As the Tennessee Department of Correction develops new lethal injection protocols and prepares to resume executions, the Death Penalty Information Center (DPIC) released a deeply researched report that documents the historical role of racial discrimination and racial terror in Tennessee’s death penalty and details how that history continues to influence the administration of capital punishment.
“The government has a responsibility to treat people
of all races equally. As Tennessee considers resuming executions, now is a good
time to examine whether the state is meeting that responsibility when it
imposes the most severe criminal punishment,” said Tiana Herring, DPIC’s Data
Storyteller and the lead author of the report. Tennessee’s history informs
today’s practices.
Tennessee was the site of more than 500 lynchings,
according to Tennesseans for Historical Justice, and a nationwide study of
death sentences between 1989 and 2017 found a significant statistical
relationship between a state’s history of lynching and the number of death
sentences given to Black defendants.
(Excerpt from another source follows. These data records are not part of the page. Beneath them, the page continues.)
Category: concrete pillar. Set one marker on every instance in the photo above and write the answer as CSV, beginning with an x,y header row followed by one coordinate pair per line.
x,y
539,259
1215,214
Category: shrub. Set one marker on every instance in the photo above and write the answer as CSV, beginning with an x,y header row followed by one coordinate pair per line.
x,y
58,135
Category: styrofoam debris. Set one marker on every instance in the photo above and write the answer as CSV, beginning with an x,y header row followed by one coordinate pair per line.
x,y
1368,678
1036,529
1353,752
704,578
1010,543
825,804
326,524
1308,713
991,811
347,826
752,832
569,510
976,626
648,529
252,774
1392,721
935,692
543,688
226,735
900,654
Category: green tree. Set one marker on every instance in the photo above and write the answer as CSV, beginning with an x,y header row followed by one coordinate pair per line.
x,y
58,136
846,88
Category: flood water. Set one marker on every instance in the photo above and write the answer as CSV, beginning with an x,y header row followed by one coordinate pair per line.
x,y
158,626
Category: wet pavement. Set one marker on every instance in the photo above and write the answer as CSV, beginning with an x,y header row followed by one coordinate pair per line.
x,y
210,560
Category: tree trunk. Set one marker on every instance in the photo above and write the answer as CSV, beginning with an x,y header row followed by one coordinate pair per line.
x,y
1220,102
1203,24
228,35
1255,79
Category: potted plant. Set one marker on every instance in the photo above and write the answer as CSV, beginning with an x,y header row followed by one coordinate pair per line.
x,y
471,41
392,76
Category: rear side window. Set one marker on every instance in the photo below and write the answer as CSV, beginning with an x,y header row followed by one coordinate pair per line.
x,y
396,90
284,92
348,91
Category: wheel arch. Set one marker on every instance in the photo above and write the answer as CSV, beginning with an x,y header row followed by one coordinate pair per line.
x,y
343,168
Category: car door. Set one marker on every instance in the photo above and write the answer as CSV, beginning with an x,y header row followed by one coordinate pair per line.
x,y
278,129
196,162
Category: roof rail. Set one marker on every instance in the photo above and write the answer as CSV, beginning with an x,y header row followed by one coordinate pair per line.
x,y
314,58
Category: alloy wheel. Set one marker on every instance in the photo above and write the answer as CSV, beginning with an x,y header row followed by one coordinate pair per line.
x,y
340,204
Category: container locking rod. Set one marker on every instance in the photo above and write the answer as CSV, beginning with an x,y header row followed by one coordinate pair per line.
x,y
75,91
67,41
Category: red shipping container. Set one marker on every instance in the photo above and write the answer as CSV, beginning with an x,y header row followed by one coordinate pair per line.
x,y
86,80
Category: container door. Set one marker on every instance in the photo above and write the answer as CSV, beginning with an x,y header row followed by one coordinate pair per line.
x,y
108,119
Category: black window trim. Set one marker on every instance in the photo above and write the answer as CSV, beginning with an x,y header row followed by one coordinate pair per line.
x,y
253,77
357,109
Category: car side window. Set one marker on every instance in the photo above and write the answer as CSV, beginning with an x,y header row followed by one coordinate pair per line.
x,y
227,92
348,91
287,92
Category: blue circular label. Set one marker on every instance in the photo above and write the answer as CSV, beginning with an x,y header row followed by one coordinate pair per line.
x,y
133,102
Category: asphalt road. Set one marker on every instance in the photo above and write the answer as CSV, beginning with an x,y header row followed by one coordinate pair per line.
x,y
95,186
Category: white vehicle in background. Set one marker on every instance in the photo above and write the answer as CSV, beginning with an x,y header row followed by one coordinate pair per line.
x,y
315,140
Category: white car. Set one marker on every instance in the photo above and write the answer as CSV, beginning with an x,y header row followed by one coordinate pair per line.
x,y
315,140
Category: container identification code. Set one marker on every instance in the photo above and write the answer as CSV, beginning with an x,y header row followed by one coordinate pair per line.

As the report states, “State House
Representative Paul Sherrell’s suggestion to allow executions by hanging people
on trees earlier this year shows the continued relevance of history.”
The report documents that Tennessee prosecutors are
more likely to seek the death penalty, and juries are more likely to impose it,
when the victim is white. Of all death sentences imposed in the state since
1972, 74% have involved white victims. The race-ofvictim effect can also be
seen in other aspects of the criminal legal system; for example, between 2013
and 2021, 29% of homicides of Black victims in the state went unsolved,
compared to 11% of homicides of white victims.
The report highlights how white officials were often
complicit when lynchings and other forms of white mob violence occurred. In a
not uncommon example: in 1893, a 19-year-old Black man named Lee Walker who was
accused of attempting to rape a white woman was lynched after the sheriff
ordered his deputies to stand aside when the mob entered the jail. The jailer
then gave the mob the key to his cell. As the report states, “Lynchers operated
without fear in Tennessee as local authorities regularly refused to investigate
lynchings. Law enforcement often concluded that deceased lynching victims had
been killed by unknown parties, despite photographic and other evidence proving
otherwise.” “Nothing can change the fact that racial violence and discrimination
are part of Tennessee’s history. But studying the past can help us understand
why racial disparities continue today, especially in our death penalty system,
and inform future decisions,” said Robin Maher, DPIC’s Executive Director.